Will DALL-E the AI Artist Take My Job?

DALL E AI Artist
DALL E AI Artist

As someone working in a creative field, I’ve never been concerned about a computer taking my job. I always felt confident that the tasks required of me as a photo editor for New York Magazine are too complex and messy — too human — for an artificial intelligence to perform. That is, until DALL-E 2, a sophisticated AI that generates original artwork based only on text input, opened to public beta last June.

It’s easy to lose hours on the r/dalle2 subreddit, where beta testers have been posting their work. More often than not, the only way to differentiate a DALL-E creation from a human-generated image is five colorful squares tucked in the bottom right corner of each composition — DALL-E’s signature. As I scrolled through images of Super Mario getting his citizenship at Ellis Island and Mona Lisa painting a portrait of da Vinci I couldn’t shake the question that town criers and elevator operators of yore must have confronted: Was my obsolescence on the horizon?

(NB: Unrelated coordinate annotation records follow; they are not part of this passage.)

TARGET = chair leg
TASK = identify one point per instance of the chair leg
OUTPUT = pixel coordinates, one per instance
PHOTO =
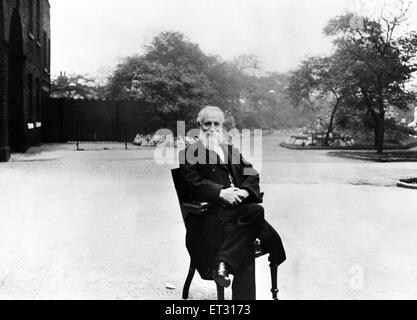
(220, 293)
(274, 280)
(187, 284)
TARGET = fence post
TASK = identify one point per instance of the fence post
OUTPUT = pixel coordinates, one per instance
(78, 135)
(126, 135)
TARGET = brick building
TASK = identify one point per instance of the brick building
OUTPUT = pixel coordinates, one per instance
(24, 72)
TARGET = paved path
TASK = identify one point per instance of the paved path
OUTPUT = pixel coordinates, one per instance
(106, 225)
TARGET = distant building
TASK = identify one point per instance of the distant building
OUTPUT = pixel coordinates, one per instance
(25, 52)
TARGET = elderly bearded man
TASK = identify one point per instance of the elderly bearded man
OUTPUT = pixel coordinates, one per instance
(215, 172)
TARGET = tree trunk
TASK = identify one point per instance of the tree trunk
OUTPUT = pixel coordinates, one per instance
(330, 129)
(381, 133)
(376, 128)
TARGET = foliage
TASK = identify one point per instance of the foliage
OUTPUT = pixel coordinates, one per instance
(76, 87)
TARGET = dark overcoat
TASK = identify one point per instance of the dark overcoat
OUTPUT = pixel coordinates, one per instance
(203, 176)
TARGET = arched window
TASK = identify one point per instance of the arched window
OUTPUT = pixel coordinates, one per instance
(1, 21)
(31, 16)
(38, 20)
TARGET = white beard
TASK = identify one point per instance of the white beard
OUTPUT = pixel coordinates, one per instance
(211, 140)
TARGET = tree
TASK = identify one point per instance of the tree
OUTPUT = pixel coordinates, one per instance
(171, 76)
(76, 87)
(321, 80)
(382, 62)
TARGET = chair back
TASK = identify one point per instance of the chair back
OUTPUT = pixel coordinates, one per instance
(179, 188)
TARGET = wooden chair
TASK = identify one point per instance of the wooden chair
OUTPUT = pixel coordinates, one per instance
(259, 250)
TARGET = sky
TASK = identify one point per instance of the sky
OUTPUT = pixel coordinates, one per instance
(91, 36)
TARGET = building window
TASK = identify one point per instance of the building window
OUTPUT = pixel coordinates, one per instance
(31, 14)
(30, 97)
(38, 99)
(38, 20)
(49, 55)
(45, 50)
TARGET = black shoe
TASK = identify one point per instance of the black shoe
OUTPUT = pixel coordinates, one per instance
(221, 275)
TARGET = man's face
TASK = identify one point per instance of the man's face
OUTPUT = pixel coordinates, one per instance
(213, 123)
(212, 130)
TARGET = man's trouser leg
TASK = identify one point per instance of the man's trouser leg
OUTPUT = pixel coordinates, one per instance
(273, 243)
(244, 284)
(240, 229)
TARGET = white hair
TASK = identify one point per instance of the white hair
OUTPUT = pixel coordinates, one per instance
(204, 112)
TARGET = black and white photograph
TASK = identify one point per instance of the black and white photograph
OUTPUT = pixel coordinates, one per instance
(208, 150)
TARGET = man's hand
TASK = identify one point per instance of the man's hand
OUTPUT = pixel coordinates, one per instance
(231, 196)
(243, 194)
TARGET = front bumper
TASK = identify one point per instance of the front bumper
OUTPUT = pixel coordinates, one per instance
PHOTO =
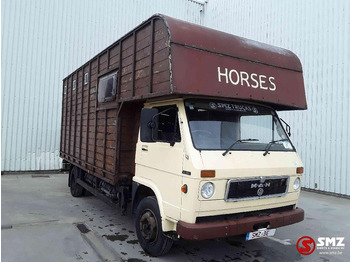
(239, 226)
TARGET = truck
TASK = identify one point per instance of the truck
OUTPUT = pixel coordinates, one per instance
(178, 123)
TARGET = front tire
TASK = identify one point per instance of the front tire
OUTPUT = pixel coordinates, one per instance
(149, 231)
(76, 190)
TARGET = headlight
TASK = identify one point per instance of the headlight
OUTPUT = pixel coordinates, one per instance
(207, 190)
(296, 184)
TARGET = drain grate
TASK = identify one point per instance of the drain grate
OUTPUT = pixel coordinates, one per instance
(82, 228)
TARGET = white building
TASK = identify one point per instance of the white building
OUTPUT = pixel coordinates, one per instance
(45, 40)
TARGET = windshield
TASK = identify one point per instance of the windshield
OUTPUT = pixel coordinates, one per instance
(219, 125)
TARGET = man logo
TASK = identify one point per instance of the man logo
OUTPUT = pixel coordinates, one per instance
(213, 105)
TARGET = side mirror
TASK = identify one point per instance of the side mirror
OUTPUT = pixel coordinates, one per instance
(287, 127)
(148, 124)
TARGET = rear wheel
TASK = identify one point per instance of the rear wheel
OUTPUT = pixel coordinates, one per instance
(75, 189)
(149, 228)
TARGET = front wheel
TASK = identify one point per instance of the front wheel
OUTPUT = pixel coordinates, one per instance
(149, 228)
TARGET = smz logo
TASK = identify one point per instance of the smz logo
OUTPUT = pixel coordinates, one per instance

DALL-E, named after surrealist artist Salvador Dali and Pixar’s lovable garbage robot WALL-E, was released by San Francisco-based research lab OpenAI in January 2021. The first iteration felt like a curious novelty, but nothing more. The compositions were only remarkable because they were generated by AI. In contrast, DALL-E 2, which launched in January 2022, is lightyears ahead in image complexity and natural semantics; it’s easily one of the most advanced image generators in development, and it’s evolving at an astonishing speed. Last week, OpenAI launched a new Outpainting feature, which allows users to extend their canvas beyond its original borders, revealing, for example, the cluttered kitchen surrounding Johannes Vermeer’s Girl With a Pearl Earring.